A Wisconsin man was recently arrested on his seventh drunk driving offense and will now face a felony charge due to his prior arrests. The story of his seventh OWI arrest, however, provides readers of this DUI and drunk driving defense law blog with some insight into what law enforcement officials look for when they stop individuals on suspicion of driving while intoxicated.

For example, the police involved with the man's stop allegedly noted that the individual's speech was slurred when they questioned him about his drinking. Additionally, the man apparently told officers that he had consumed several alcoholic beverages prior to getting into his car. Finally, law enforcement officials claimed to have observed that the man had an open can of beer in his car at the time that he was stopped for suspected drunk driving.

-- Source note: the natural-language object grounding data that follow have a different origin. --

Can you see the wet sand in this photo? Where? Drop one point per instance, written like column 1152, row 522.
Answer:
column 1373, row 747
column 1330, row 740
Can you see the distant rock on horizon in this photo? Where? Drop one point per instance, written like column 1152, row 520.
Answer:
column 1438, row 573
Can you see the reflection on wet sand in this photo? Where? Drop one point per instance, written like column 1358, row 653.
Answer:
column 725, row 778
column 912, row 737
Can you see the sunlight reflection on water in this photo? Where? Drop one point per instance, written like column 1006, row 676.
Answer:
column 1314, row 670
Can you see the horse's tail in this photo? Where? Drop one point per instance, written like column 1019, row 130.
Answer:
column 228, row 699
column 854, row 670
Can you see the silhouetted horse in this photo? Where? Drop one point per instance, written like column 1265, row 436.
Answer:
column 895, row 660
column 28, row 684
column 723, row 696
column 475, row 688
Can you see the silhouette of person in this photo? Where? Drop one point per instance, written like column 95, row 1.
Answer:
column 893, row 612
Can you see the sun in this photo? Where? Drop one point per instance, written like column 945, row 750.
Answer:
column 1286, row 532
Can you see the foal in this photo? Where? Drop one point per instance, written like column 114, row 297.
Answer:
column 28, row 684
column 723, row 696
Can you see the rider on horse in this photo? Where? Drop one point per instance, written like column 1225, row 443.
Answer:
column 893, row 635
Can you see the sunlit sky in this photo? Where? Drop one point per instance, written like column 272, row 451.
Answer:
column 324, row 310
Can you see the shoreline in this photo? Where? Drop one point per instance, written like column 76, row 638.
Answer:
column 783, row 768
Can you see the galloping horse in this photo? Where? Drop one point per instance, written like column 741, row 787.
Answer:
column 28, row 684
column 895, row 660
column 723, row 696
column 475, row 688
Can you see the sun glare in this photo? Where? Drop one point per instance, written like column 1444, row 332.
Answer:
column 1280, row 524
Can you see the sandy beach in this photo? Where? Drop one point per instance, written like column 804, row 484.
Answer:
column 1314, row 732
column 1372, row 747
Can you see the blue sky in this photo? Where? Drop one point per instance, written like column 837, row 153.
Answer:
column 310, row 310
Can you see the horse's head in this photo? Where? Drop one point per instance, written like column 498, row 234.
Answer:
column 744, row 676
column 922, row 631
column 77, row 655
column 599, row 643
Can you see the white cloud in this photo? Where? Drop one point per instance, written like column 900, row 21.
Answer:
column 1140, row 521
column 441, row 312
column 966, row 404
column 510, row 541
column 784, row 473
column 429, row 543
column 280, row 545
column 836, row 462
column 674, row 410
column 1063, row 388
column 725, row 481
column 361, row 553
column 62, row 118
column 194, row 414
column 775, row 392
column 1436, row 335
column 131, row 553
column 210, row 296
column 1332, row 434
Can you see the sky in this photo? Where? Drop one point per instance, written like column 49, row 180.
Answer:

After allegedly making the previously mentioned observations, police subjected the man to field sobriety testing, which they claim he failed. His performance on the field sobriety tests, along with the alleged observation of an open container, the man's unclear speech, and his claim to have been drinking, all may be used as evidence of his intoxication should his seventh drunk driving arrest go to trial.

Individuals who are stopped for suspected drunk driving have rights during and after their traffic stops. Should they find themselves facing drunk driving charges they are entitled to secure their own legal representatives to help them combat the charges lodged against them. The man in this story will apparently have some evidence to overcome in the event that he chooses to fight the criminal charges, but he still has the right to challenge it in hopes of avoiding harsh penalties. Like others, he may choose to do so with the help of a drunk driving defense attorney who may be able to address evidentiary issues and assist in crafting a defense strategy that suits the situation.